Set Registry to stop Windows Store Apps
Disable automatic download of Windows Store apps
reg add HKEY_LOCAL_MACHINE\SOFTWARE\Policies\Microsoft\WindowsStore /v AutoDownload /t REG_DWORD /d 00000002 /f
Disable the Microsoft Consumer Experience
reg add HKEY_LOCAL_MACHINE\SOFTWARE\Policies\Microsoft\Windows\CloudContent /v DisableWindowsConsumerFeatures /t REG_DWORD /d 00000001 /f
Disable Automatically Installing Suggested Apps
reg add HKEY_CURRENT_USER\SOFTWARE\Microsoft\Windows\CurrentVersion\ContentDeliveryManager /v SilentInstalledAppsEnabled /t REG_DWORD /d 00000000 /f
Disable Windows Services and Scheduled Tasks
reg add HKEY_LOCAL_MACHINE\SOFTWARE\Policies\Microsoft\Windows\WindowsUpdate\ /v NoAutoUpdate /t REG_DWORD /d 00000001 /f
Also, run this PS command:
Get-ScheduledTask -TaskPath "\Microsoft\Windows\WindowsUpdate\" | Disable-ScheduledTask
The next Scheduled Task can’t be disabled that easy. We first need to change the permissions before we can disable this task
takeown /F C:\Windows\System32\Tasks\Microsoft\Windows\UpdateOrchestrator /A /R icacls C:\Windows\System32\Tasks\Microsoft\Windows\UpdateOrchestrator /grant Administrators:F /T Get-ScheduledTask -TaskPath "\Microsoft\Windows\UpdateOrchestrator\" | Disable-ScheduledTask
Stop and disable the Windows Update Service
Stop-Service wuauserv Set-Service wuauserv -StartupType Disabled
Stop and disable the Microsoft Store Install Service
Stop-Service InstallService Set-Service InstallService -StartupType Disabled
Remove the Appx packages
In Powershell (run as Administrator), run these commands:
Import-Module Appx Import-Module Dism
To get an overview what AppX packages from Microsoft are installed, you can run:
Get-AppxPackage -AllUsers | ft Name, PackageFullName -AutoSize
Now, you need to decide which AppX packages you can remove. To be 99% safe that the Sysprep will work, you can uninstall all packages. You can do this with the below PowerShell command. But be careful, this command will remove ALL AppX Packages on your VM.
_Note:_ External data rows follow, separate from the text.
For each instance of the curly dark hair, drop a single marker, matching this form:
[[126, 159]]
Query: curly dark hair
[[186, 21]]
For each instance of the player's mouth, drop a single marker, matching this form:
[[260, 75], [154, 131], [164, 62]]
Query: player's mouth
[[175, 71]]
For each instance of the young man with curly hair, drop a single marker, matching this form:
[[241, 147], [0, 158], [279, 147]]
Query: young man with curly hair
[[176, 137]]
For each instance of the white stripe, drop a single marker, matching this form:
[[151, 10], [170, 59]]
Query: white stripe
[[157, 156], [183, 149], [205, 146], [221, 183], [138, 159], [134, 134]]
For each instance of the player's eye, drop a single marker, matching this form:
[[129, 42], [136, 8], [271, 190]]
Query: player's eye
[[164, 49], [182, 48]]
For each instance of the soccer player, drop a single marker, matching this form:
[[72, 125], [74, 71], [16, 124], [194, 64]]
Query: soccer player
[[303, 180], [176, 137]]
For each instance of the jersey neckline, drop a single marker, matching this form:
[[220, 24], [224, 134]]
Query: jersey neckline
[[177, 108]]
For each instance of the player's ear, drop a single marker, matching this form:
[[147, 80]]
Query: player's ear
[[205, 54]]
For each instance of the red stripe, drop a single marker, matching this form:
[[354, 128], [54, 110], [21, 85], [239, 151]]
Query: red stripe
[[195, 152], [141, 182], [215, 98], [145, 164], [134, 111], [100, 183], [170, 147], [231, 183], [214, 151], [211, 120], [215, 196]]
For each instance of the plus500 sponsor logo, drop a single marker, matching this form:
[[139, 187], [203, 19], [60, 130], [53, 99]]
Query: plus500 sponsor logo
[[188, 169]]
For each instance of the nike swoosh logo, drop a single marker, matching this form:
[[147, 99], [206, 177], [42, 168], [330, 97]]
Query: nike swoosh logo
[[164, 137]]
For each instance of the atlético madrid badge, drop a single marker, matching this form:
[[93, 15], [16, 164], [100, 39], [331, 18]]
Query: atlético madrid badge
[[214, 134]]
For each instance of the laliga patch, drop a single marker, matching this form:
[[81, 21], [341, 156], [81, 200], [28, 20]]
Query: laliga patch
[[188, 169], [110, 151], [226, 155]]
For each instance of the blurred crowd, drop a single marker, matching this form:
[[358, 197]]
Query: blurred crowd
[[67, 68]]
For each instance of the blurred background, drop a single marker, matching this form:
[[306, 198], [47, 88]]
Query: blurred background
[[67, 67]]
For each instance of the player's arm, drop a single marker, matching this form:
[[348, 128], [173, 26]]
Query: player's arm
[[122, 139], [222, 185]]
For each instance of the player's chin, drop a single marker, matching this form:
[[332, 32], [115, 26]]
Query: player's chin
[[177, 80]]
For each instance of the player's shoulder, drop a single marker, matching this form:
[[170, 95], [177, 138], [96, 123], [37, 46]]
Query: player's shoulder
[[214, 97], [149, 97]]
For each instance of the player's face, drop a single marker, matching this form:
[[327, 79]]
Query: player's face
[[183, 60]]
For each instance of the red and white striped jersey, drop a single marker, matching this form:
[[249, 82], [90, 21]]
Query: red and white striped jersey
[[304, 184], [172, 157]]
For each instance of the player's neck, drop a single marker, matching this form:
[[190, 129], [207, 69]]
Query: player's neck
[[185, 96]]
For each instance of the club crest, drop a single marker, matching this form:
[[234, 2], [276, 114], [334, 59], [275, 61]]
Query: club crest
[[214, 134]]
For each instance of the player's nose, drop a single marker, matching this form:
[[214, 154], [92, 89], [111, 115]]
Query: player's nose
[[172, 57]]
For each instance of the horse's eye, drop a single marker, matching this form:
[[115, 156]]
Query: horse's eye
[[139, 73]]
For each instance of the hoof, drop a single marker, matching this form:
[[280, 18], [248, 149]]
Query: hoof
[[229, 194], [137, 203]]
Get-AppxPackage -AllUsers | Remove-Appxpackage
After this is done, remove the AppX provisioned packages via
Get-AppXProvisionedPackage -online | Remove-AppxProvisionedPackage –online
I recommend restarting your VM to allow Windows to remove the Apps from the start menu.
After the restart, you should run the commands above again to make sure all apps are removed.
Finally, remove from all your user accounts pre-provisioned packages by executing the following command (replace the <PackageName> with the name of existing provisioned packages)
Remove-ProvisionedAppxPackage –PackageName <PackageName>
Perform another reboot and you should see no apps in your start menu
You are now ready to convert your Master VM into an Image via the Horizon Cloud Control Plane. If this is done, you can build your Assignment and check if the Sysprep work and allows Horizon Cloud to build your VDI desktops. Please also check our VMware OS Optimization Tool for additional optimizations on the Windows. We have a Horizon Cloud template prepared and you can find this Fling at https://labs.vmware.com/flings/vmware-os-optimization-tool.
If you still have problems with your Sysprep, you can check the Setupact logfile under C:\Windows\System32\Sysprep\Panther\ for AppX packages which block the Sysprep process.